Dr. David Brownstein says that many diseases and chronic conditions, like heart disease, diabetes, chronic fatigue, depression, headaches, autoimmune disorders, etc., can have the same underlying cause—hormone deficiency. He says that hormonal deficiency frequently plays a significant role in all these health problems, and he has seen thousands of patients recover using natural hormones.

In addition to these more serious diseases, people suffering from hormonal deficiencies can experience a wide range of other problems including weight gain, irregular cycles in women, accelerated signs of aging, and dry skin. In The Miracle of Natural Hormones, Dr. Brownstein shares his clinical experiences to show that people with chronic disease or other debilitating symptoms may have a hormone deficiency as the underlying cause.

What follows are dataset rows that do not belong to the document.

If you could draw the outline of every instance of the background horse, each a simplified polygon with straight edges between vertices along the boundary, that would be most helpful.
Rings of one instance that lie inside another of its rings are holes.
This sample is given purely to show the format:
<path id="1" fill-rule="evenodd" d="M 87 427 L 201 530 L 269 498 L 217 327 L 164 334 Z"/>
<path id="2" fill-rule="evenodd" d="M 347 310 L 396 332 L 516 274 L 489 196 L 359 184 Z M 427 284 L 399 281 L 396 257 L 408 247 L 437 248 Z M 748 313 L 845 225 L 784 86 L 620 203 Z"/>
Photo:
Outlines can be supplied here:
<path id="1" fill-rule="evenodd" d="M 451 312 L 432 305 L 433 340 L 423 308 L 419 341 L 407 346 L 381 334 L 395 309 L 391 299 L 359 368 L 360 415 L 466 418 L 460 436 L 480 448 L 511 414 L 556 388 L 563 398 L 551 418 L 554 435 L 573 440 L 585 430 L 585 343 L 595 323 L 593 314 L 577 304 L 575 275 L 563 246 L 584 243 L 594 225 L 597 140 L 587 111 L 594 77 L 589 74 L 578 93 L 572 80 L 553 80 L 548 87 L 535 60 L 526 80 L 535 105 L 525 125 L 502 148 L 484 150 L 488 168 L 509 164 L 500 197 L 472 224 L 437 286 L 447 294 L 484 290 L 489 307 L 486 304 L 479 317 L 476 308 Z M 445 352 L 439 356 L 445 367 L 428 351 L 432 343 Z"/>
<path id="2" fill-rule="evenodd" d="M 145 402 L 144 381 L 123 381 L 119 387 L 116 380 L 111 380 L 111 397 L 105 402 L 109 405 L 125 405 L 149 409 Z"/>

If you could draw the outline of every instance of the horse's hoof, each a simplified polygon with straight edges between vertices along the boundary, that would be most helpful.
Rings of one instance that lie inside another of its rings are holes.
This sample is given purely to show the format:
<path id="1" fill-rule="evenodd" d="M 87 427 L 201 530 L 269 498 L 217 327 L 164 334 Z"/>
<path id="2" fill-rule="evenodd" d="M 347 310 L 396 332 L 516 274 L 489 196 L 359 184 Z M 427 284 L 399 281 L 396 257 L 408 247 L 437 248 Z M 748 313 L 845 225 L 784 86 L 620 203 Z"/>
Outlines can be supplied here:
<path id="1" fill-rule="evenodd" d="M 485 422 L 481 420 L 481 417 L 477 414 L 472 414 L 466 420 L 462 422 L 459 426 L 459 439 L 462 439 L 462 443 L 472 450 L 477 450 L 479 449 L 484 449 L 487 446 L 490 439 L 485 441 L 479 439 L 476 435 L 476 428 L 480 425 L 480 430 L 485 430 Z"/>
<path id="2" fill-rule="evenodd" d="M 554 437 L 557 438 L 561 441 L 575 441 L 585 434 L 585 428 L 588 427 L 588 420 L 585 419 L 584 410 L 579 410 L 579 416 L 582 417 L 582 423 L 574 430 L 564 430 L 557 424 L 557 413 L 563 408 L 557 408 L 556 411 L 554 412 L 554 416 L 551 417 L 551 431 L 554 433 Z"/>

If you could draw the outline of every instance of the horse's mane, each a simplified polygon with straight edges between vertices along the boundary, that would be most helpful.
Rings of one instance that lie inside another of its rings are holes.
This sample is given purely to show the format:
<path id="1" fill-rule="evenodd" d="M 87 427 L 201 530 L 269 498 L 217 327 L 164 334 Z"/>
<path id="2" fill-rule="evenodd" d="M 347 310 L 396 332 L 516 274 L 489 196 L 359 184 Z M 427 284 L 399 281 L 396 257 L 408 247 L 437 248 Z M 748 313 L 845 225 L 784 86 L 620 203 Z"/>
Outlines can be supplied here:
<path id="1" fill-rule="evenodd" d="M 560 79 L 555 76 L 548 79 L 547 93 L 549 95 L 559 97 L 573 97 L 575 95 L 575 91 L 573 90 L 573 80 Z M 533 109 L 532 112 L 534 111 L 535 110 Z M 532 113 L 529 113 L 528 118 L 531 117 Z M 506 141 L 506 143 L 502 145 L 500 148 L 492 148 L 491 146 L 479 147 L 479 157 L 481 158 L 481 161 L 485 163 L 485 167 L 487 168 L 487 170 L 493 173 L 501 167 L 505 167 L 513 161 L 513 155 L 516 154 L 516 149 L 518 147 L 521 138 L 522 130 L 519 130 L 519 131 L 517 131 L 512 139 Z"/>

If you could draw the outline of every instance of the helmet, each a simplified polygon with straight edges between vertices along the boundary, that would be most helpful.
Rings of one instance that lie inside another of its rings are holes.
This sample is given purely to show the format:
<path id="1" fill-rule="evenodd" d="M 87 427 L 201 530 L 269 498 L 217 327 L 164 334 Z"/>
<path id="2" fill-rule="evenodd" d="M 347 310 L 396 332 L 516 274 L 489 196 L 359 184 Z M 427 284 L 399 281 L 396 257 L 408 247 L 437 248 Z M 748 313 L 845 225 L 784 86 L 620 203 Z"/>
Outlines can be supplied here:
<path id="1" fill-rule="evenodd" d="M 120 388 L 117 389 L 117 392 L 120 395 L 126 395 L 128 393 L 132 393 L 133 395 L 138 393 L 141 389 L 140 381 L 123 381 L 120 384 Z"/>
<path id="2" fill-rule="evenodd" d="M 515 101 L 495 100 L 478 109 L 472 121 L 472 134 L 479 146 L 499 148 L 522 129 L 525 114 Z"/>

Sometimes doctors who recommend hormone supplementation to address these problems prescribe synthetic hormones, which are not like natural hormones. The hormones that our bodies produce match the receptor sites in our bodies, and it is possible to produce hormones from natural substances that are very similar to our own hormones’ structures. Because these hormones occur naturally, they cannot be patented, dramatically reducing the potential profit for pharmaceutical companies. This gives these companies an incentive to create synthetic hormones, even though they aren’t compatible with our bodies’ systems and sometimes cause negative side effects.